Tak ada kutipan yang lebih mewakili tulisan di buku ini selain dari ungkapan Bess Myerson.
Ibarat mengendarai sepeda, kita mengayuh, mengendalikan stang, dan mengontrol rem. Ke mana sepeda akan pergi, kitalah yang mengarahkannya. Tapi benarkah hidup hanya seperti itu? Pernahkah tebersit dalam pikiran untuk mengendarai sepeda layaknya atlet-atlet parkour? Melakukan manuver atau bahkan melewati rintangan-rintangan yang tak sembarang orang mampu mengatasinya?
Seperti mengayuh sepeda, menjalani hidup pun memiliki seni tersendiri.
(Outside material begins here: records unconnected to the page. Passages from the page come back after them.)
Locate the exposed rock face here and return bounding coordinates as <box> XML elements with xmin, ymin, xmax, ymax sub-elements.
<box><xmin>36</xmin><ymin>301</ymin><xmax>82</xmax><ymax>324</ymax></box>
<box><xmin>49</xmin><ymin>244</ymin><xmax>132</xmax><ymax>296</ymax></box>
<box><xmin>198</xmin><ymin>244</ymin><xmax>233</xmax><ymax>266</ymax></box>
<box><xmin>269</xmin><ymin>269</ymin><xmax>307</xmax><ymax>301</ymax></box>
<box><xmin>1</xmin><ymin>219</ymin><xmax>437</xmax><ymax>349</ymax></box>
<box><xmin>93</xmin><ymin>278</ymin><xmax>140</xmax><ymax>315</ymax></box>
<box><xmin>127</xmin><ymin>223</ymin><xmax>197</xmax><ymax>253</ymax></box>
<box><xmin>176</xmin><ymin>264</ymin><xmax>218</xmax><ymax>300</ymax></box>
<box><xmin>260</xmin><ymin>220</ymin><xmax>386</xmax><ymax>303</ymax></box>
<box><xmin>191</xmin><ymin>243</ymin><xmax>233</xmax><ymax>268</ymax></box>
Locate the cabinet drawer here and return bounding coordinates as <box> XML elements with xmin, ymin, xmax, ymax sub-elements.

Seni menjalani hidup adalah bagaimana menjalani hidup melewati keadaan tersulit dan mengubahnya menjadi sesuai keinginan kita. Bukan melulu menikmati kenyamanan, seni yang sebenarnya justru adalah ketika kita mampu melewati kenyataan hidup terberat dan bagaimana berdamai dengannya.
Dewi Indra Puspitasari, mantan wartawan kelahiran Surabaya, 24 Desember ini juga merupakan lulusan jurusan Sosiologi, Universitas Airlangga, Surabaya. Dirinya pernah bekerja sebagai wartawan di kota-kota besar di Indonesia. Dalam beberapa tahun terakhir, dia sibuk menulis lepas sebagai pekerjaan utamanya. Motonya adalah untuk menjaga otaknya tetap subversif. Dua tahun ini dia sibuk menulis psikologi, dan dia ingin terus berkontribusi di dunia psikologi populer dan motivasi. Karyanya yang fenomenal di antaranya adalah: Super Leader from Earth (2016), The Art of Life (2017), Infinite Power (2017), Diamond Thinker (2017), The Amazing Habits (2017), dan Berdamai dengan Kegagalan (2018).